Pump Me Up traces the history of graffiti in Washington while emphasizing its inextricable ties to the burgeoning forms of local music. The exhibition highlights the vibrant scene that sprang up around Go-Go, a local form of funk pioneered by Chuck Brown and others, including the stripped-down “Go-Go graffiti” style. Started by neighborhood “crews,” this style became a hallmark of the D.C. style of graffiti writing. Around the same time, an underground hardcore and punk scene sprang up in venues like the Wilson Center and the 9:30 Club.

Ephemera, photos, flyers, posters, records, newspaper clippings, stage cloths, instruments, video loops, and much more, all largely made between 1980 and 1992, will fill the Corcoran’s Atrium and Rotunda, bringing the era to life. The exhibition includes sections on graffiti writers (notably the work of COOL “DISCO” DAN), the D.C. punk, hardcore, and Go-Go scenes, concert posters made by the Baltimore-based Globe printing press, and visual culture from the drug wars.

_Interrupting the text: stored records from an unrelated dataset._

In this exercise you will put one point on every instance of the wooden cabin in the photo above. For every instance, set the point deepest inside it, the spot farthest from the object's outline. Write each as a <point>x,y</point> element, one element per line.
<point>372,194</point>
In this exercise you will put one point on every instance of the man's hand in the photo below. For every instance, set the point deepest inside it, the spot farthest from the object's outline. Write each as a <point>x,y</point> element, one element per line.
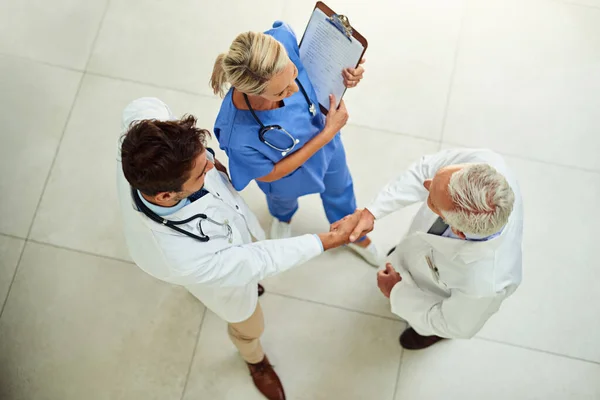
<point>341,235</point>
<point>387,279</point>
<point>220,167</point>
<point>352,76</point>
<point>364,224</point>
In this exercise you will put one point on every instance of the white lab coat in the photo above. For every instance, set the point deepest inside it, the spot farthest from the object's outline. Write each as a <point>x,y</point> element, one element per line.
<point>473,278</point>
<point>221,274</point>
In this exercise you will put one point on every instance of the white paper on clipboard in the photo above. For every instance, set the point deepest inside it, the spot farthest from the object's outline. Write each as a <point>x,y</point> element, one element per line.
<point>325,52</point>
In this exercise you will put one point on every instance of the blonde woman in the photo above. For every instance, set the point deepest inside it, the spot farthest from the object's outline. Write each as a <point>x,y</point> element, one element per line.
<point>273,131</point>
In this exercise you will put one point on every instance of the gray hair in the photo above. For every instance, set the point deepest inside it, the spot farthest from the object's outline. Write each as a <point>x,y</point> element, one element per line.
<point>482,198</point>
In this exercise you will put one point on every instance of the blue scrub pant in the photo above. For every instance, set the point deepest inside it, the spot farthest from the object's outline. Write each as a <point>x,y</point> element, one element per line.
<point>338,198</point>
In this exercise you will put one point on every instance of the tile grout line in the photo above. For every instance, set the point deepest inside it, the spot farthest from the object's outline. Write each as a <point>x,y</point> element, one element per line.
<point>537,350</point>
<point>13,236</point>
<point>383,130</point>
<point>453,73</point>
<point>177,90</point>
<point>87,253</point>
<point>42,193</point>
<point>333,306</point>
<point>189,371</point>
<point>12,280</point>
<point>42,62</point>
<point>100,25</point>
<point>441,142</point>
<point>58,145</point>
<point>577,4</point>
<point>525,158</point>
<point>398,374</point>
<point>62,136</point>
<point>284,296</point>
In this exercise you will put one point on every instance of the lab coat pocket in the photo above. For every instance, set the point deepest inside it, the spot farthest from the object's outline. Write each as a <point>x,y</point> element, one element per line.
<point>435,272</point>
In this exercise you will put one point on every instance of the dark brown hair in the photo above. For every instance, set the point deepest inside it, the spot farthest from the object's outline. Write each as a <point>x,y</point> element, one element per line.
<point>158,156</point>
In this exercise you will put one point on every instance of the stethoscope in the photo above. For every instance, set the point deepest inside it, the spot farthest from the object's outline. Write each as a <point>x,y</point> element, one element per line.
<point>174,224</point>
<point>264,129</point>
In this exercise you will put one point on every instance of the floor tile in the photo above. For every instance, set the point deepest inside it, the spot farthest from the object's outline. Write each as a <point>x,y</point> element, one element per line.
<point>339,277</point>
<point>10,252</point>
<point>410,58</point>
<point>532,89</point>
<point>174,44</point>
<point>61,33</point>
<point>478,369</point>
<point>82,327</point>
<point>351,356</point>
<point>557,305</point>
<point>34,106</point>
<point>590,3</point>
<point>80,208</point>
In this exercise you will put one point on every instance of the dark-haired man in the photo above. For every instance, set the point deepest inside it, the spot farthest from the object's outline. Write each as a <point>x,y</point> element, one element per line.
<point>185,224</point>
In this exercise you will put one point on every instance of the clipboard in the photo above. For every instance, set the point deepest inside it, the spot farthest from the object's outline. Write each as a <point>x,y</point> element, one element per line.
<point>330,44</point>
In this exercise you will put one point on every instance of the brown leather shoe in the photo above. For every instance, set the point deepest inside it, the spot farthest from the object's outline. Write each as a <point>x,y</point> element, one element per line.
<point>411,340</point>
<point>266,380</point>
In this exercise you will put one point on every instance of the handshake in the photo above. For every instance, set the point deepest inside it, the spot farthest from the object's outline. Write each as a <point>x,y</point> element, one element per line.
<point>348,229</point>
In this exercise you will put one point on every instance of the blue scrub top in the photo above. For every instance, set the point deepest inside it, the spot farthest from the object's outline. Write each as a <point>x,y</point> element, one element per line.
<point>249,158</point>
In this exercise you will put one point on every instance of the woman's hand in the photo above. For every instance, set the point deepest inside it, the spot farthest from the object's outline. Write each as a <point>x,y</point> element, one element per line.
<point>353,75</point>
<point>220,167</point>
<point>336,118</point>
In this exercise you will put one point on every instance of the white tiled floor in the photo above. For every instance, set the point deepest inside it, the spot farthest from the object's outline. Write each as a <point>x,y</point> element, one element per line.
<point>80,321</point>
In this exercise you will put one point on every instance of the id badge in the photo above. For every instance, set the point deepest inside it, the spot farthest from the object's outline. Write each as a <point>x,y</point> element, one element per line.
<point>435,273</point>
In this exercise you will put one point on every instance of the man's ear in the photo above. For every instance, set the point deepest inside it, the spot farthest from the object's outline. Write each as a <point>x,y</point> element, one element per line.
<point>459,234</point>
<point>164,197</point>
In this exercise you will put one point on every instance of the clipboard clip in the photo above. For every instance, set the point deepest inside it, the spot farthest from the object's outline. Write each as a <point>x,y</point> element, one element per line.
<point>342,23</point>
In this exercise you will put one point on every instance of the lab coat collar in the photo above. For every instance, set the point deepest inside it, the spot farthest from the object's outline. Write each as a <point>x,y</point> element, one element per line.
<point>467,251</point>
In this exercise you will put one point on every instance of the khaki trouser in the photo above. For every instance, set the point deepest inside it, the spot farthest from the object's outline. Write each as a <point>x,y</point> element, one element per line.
<point>245,336</point>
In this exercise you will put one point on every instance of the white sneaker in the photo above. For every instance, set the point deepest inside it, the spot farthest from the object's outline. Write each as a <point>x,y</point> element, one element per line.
<point>280,230</point>
<point>369,253</point>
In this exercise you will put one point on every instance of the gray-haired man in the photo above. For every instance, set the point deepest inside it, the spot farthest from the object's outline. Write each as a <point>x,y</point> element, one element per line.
<point>462,255</point>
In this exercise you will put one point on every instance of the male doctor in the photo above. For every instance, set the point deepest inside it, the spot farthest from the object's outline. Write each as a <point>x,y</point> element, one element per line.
<point>462,255</point>
<point>166,174</point>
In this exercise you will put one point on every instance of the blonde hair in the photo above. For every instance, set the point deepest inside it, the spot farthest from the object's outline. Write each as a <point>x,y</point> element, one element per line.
<point>253,59</point>
<point>483,200</point>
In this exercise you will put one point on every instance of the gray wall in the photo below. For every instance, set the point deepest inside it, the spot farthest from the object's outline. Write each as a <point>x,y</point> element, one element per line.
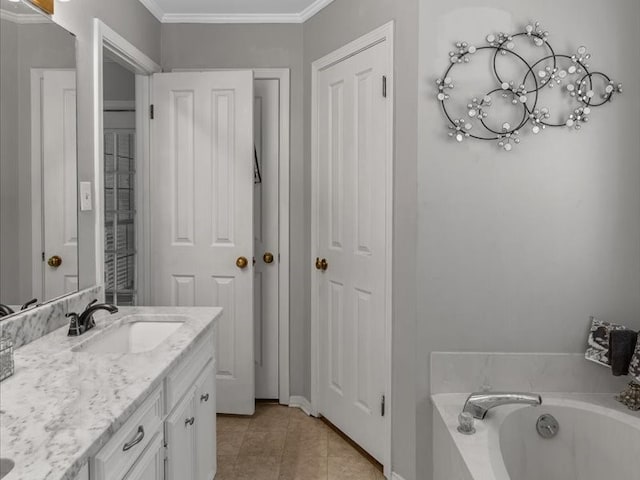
<point>516,250</point>
<point>247,46</point>
<point>134,22</point>
<point>119,83</point>
<point>339,23</point>
<point>9,154</point>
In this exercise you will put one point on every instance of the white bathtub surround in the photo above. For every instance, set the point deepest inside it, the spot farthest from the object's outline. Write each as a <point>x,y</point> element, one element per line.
<point>61,406</point>
<point>27,326</point>
<point>526,372</point>
<point>598,438</point>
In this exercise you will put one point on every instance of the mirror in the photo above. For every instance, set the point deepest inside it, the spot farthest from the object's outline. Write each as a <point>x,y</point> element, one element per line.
<point>38,186</point>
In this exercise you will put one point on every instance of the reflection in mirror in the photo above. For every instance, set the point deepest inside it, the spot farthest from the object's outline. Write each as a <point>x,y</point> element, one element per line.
<point>38,187</point>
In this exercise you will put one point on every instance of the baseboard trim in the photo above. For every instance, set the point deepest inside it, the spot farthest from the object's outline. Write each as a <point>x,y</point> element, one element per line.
<point>301,403</point>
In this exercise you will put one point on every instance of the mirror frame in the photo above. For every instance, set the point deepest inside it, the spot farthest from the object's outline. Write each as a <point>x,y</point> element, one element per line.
<point>45,5</point>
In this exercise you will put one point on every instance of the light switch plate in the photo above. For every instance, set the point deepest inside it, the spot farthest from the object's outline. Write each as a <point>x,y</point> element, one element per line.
<point>85,196</point>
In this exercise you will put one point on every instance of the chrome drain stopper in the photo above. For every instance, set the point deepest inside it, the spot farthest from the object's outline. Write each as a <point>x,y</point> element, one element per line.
<point>547,426</point>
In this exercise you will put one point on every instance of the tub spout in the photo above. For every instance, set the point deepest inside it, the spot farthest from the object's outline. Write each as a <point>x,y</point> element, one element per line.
<point>479,403</point>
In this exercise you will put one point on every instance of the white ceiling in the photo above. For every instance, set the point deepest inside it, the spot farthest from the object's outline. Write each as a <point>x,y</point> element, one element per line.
<point>234,11</point>
<point>18,12</point>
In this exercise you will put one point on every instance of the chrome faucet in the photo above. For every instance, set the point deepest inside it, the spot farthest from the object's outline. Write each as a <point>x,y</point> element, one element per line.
<point>5,310</point>
<point>479,403</point>
<point>30,303</point>
<point>84,322</point>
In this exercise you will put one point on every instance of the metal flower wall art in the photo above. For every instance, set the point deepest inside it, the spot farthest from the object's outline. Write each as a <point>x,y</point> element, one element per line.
<point>519,84</point>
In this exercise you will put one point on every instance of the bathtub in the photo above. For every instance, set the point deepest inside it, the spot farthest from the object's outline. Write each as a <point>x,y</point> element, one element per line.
<point>598,439</point>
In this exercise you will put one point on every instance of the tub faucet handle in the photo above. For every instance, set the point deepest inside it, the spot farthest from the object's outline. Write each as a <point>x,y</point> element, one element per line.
<point>466,424</point>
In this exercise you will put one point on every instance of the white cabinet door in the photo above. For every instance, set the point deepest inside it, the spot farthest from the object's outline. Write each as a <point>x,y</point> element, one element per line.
<point>206,424</point>
<point>150,465</point>
<point>202,213</point>
<point>180,439</point>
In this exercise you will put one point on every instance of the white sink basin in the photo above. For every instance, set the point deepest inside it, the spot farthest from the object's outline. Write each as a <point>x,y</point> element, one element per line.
<point>133,334</point>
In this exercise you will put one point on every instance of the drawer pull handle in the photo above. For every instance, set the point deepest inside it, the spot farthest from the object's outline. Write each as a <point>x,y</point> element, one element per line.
<point>137,439</point>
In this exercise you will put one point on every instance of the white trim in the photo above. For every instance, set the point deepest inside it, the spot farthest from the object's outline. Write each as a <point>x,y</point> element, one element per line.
<point>385,33</point>
<point>300,402</point>
<point>284,186</point>
<point>24,18</point>
<point>36,181</point>
<point>134,60</point>
<point>231,18</point>
<point>293,17</point>
<point>143,199</point>
<point>119,105</point>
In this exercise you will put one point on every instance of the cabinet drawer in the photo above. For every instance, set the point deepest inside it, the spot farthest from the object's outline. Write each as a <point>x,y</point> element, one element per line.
<point>183,376</point>
<point>126,446</point>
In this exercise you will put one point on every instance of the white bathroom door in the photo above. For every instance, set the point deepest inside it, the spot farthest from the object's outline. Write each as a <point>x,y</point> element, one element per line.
<point>266,134</point>
<point>201,178</point>
<point>60,190</point>
<point>351,206</point>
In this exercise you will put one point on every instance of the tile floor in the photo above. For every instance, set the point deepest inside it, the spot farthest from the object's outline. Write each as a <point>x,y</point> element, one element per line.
<point>282,443</point>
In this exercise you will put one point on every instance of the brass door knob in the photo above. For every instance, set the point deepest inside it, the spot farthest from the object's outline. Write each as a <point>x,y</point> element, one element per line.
<point>242,262</point>
<point>55,261</point>
<point>322,264</point>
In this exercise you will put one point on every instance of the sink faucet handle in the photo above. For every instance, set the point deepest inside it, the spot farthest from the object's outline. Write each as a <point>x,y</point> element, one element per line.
<point>91,303</point>
<point>74,325</point>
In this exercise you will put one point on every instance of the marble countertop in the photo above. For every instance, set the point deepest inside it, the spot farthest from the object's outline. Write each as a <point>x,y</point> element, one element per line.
<point>60,407</point>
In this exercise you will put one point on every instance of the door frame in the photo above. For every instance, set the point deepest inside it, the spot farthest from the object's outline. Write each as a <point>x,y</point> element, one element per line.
<point>283,76</point>
<point>385,33</point>
<point>143,67</point>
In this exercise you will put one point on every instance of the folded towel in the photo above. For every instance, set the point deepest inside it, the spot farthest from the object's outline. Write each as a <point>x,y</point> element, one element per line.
<point>622,346</point>
<point>598,341</point>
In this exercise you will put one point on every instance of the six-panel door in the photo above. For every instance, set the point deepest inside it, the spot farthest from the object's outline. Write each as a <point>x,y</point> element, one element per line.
<point>202,213</point>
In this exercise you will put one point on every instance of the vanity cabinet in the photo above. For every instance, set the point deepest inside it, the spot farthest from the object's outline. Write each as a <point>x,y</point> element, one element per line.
<point>190,432</point>
<point>150,465</point>
<point>172,435</point>
<point>205,424</point>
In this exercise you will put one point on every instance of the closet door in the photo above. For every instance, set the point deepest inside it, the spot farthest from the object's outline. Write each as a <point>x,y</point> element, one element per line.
<point>202,213</point>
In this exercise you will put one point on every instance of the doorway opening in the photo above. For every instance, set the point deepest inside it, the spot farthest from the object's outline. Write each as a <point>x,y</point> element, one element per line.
<point>121,185</point>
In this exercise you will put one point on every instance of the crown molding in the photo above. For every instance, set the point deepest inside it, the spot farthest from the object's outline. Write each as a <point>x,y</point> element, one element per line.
<point>23,18</point>
<point>312,9</point>
<point>300,17</point>
<point>153,8</point>
<point>231,18</point>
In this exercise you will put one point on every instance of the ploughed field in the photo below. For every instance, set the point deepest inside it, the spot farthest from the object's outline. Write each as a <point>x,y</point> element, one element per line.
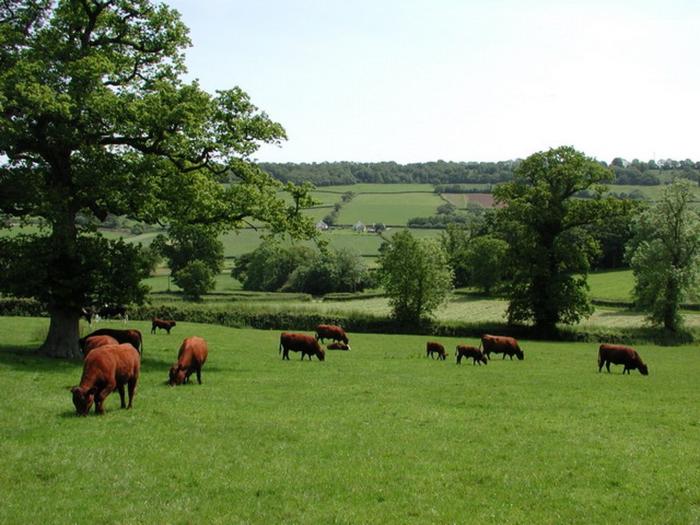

A 320-page publication, entitled Pump Me Up: D.C. Subculture of the 1980s, will be published alongside the exhibition. The book includes a foreword by Sarah Newman, curator of contemporary art at the Corcoran. “The Legend of COOL ‘DISCO’ DAN,” a 90-minute documentary about the storied local graffiti writer, will be released in tandem with the exhibition. The film, produced in collaboration with Joseph Pattisall, is narrated by Henry Rollins and features interviews with Chuck Brown, civil rights advocate Walter Fauntroy, Marion Barry, and graffiti writers including GO-GO TONYA F and Dan himself.

Pump Me Up is curated by Roger Gastman, who began writing graffiti as a teenager in Bethesda, Maryland. Since then, he has founded and published the pop culture magazines While You Were Sleeping and Swindle, with Shepard Fairey, and authored a dozen graffiti art books including The History of American Graffiti (with Caleb Neelon; Harper Collins, 2011). In 2011 he curated, with Jeffrey Deitch and Aaron Rose, the exhibition Art in the Streets at the Museum of Contemporary Art, Los Angeles. Gastman’s film production credits include Banksy’s Exit through the Gift Shop, and the graffiti documentary Wall Writers, and he is currently directing a documentary for Sanrio/Hello Kitty on the history of the brand and its fans. Iley Brown, Caleb Neelon and Joseph Pattisall all contributed to the development of the exhibition. The exhibition is coordinated by Sarah Newman, curator of contemporary art at the Corcoran.